This is a photo of Mark taken in late 1983 I would guess, at the old Silhouette Club in Hull, a favourite hang-out of ours, they moved to new premises and it was shite.

Mark recorded The Voice Of Pan on a lo-fi tape at his flat in 1985 and I have tried to clean it up, I put some echo on it too because I think he would have probably done the same if he had the equipment.

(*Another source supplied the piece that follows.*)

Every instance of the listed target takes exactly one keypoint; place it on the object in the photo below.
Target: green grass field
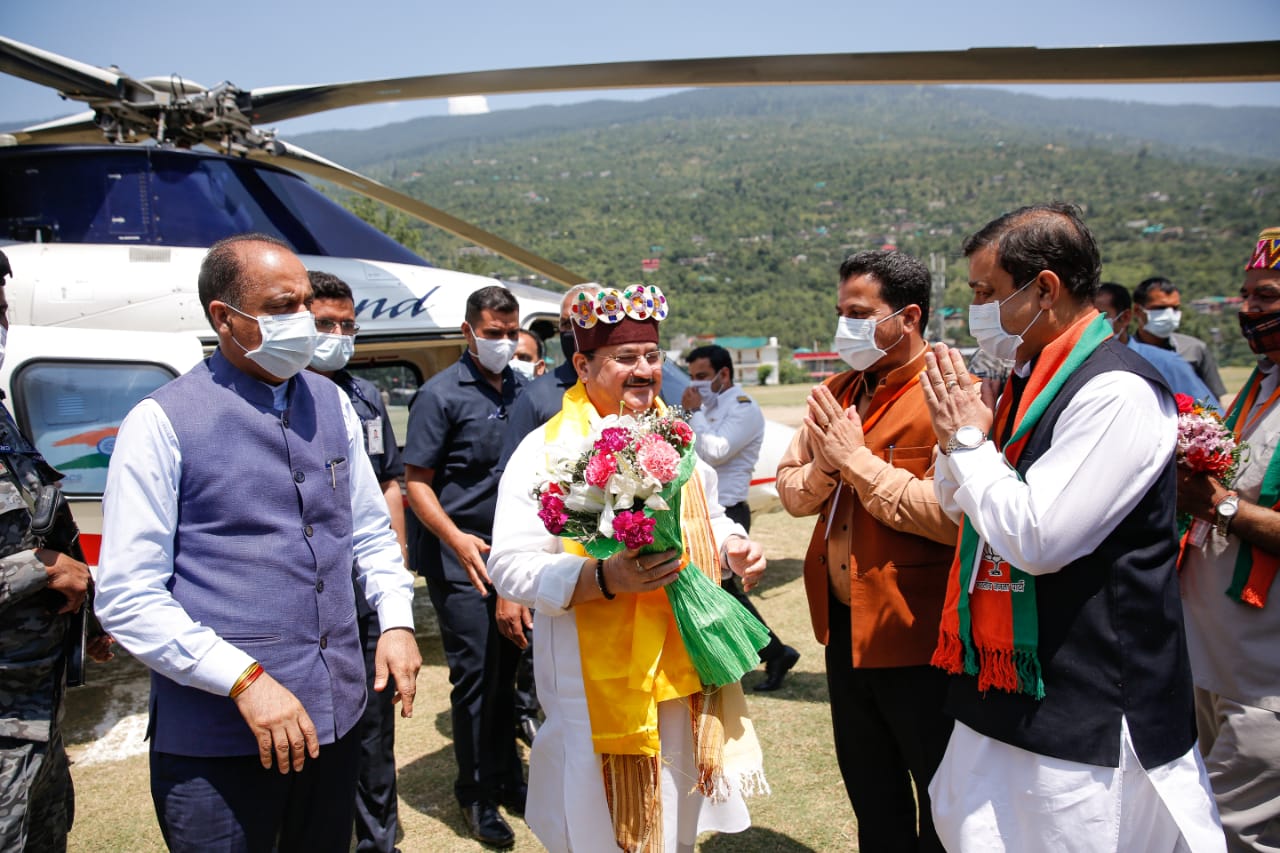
(808, 810)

In 1985 while WKDN were playing nearly every week creating what shall be known as The Riverside Sessions, Mark was concentrating on his art and film-making. I always felt very fortunate to be associated with two very talented artists like Mark and Mr. Rudeforth, I tried a bit myself, mainly collage but didn't have a lot of talent for it. My favourite of Marks' was a collage called The Meat Is Pink, The Fat Is White and it was a collage with the title and a hunk of meat from a sainsburys advert. On the bottom of the meat he had added an erect penis and balls from a porn mag, it was an incredibly striking image. I had a lot of his artwork but they disappeared. He made a film in 1985 called Lipstick Arcade which I still have but it has not been seen for 23 years. This is the soundtrack for it. I'm not sure what equipment he used but it was very primitive.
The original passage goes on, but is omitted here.